I shook my head. “No.”
“Really? Can you tell us why?”
I rubbed my palms together. My eyes found Allie’s. “When I left here, my heart was breaking down the middle. I had to leave the only girl I’d ever loved. Once I got there, I looked around and knew I might never go home. And if I didn’t, I didn’t want her standing over my grave holding tear-soaked pages of my heart. I’d seen a lot of guys go home in flag-draped boxes, and those letters never brought them out of the grave.”
Allie crossed her arms.
“I wanted her to go on with her life. Not stay stuck to my memory.”
Suzy’s voice was soft when she spoke. “Did she . . . go on with her life?”
Allie smiled and thumbed away a tear. I didn’t know how to answer. “I think maybe we all died a little over there. War has a way of killing you whether you die or not.”
Suzy put her arm around me and spoke to her audience. “We’ll be right back.”
We sat in silence a long time. Suzy had tears in her eyes. Nobody approached me. Suzy didn’t try to talk and make me feel better or pull me out of the moment.
After a commercial she asked, “Anything else?”
I was back there. Walking through those trees. Hearing that poisoned water slosh about in my canteen but knowing it was all I had and I didn’t really care if it killed me. I wasn’t sure I wanted to say what I was about to say. I glanced at Suzy, who saw my hesitation. “It’s okay.”

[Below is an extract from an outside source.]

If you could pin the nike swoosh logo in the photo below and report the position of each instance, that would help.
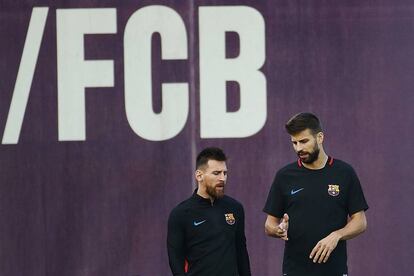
(198, 223)
(292, 192)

“End of my fourth tour. I was ready to come home. When you’ve been there awhile, you get selective about your friends. As in, you try not to make any, because friends die. But me and this other guy had become pals. He was . . . a good man. Anyway, I was someplace my government denied me being and things went real bad and nobody would come get me except this one guy who disobeyed a direct order, stole a helo, got shot down, and crash-landed not far from me. Couldn’t walk. Only way to get him out was to drag him, so I did. For two days. Somewhere on the third day, he died. I couldn’t leave him there because they were so brutal to the guys we left. So I made a sled and pulled him behind me while I walked out. I didn’t know it at the time, but people who have died get heavier the longer they stay aboveground. I wanted to get him home to his family, but . . . after dragging him for eight days, I put him in the ground. It wasn’t fair to him.”